El director se relajó. Se acercó hacia la puerta, mirando fijamente a la joven con superioridad. Apartó a la joven del arco de la puerta, y sin más dilación cerró, inundando de oscuridad el interior de la habitación.
—¿Quién es usted? —preguntó el director a la joven, con su habitual aire de superioridad
—Me llamo Stella Hyden, experta en perfiles psicológicos del FBI —respondió a la vez que sacaba su identificación Me envía el inspector Harbour para ayudarle con la evaluación psicológica. Tengo órdenes de estar presente en cada interrogatorio, y durante cada una de las entrevistas, que tenga con “el decapitador”.
—¿El inspector Harbour? Hace años que no se inmiscuye en ninguno de mis casos.
—Como entenderá, este es un caso especial. Hay medio mundo hablando del caso. Supongo que querrá cubrirse las espaldas y tener un mayor control sobre el transcurso de las investigaciones —respondió Stella.
—Igualmente, ni siquiera cuando tuvimos aquí a Larry el violador, que acaparó bastantes noticias en la prensa, tuve una sola llamada de él. Supongo que el inspector se está haciendo mayor y no sabe en qué entretenerse —rechistó el director.

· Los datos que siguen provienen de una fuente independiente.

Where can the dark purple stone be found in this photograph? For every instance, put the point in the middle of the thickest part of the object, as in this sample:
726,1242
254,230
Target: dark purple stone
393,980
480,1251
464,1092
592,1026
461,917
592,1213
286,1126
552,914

—Llámelo y negócielo con él. Yo mientras tanto, tengo que hacer mi trabajo. Necesito el dossier descriptivo del caso y sus primeras impresiones —aseveró Stella— ¿qué piensa sobre él? ¿Alguna idea de su nombre o país de procedencia? Por sus rasgos faciales, podría ser de cualquier país del mundo occidental —añadió.
—Me parece que va usted demasiado rápido, agente —respondió el director, mientras comenzaba a andar por el largo corredor dirección a su despacho—. Lo único que le puedo contar por ahora, es que en este primer contacto que he tenido con él, me ha parecido inusualmente valiente. Su mirada no denostaba arrepentimiento ninguno. Lo que más me ha inquietado, sin ninguna duda, ha sido esa maldita sonrisa. Todavía no tengo muy claro si entiende nuestro idioma, o si está intentando jugar con nosotros— resumió el director.

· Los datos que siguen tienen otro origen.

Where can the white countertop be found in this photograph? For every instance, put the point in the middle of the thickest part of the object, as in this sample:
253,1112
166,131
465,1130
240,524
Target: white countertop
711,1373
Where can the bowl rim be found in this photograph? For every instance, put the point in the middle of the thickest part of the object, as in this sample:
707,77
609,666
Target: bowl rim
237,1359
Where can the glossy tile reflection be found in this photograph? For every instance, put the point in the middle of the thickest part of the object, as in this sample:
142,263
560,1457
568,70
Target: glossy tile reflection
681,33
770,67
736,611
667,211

—¿A qué hora tiene prevista la entrevista? Según tengo entendido, hay una rueda de prensa a las 15.00 p.m. ¿Para contar qué? Aún no sabe absolutamente nada sobre él. —infirió Stella acompañando al director camino a su despacho.
—Todo a su tiempo, agente Hyden. Aún tengo cosas que entender de todo esto. Mi rueda de prensa puede esperar —respondió el director.
—¿Acaso piensa cancelarla? —inquirió Stella, con nerviosismo
—Ni mucho menos, agente. Esta rueda de prensa la dará usted. Yo tengo que pensar qué demonios hay dentro de la mente de ese hijo de puta.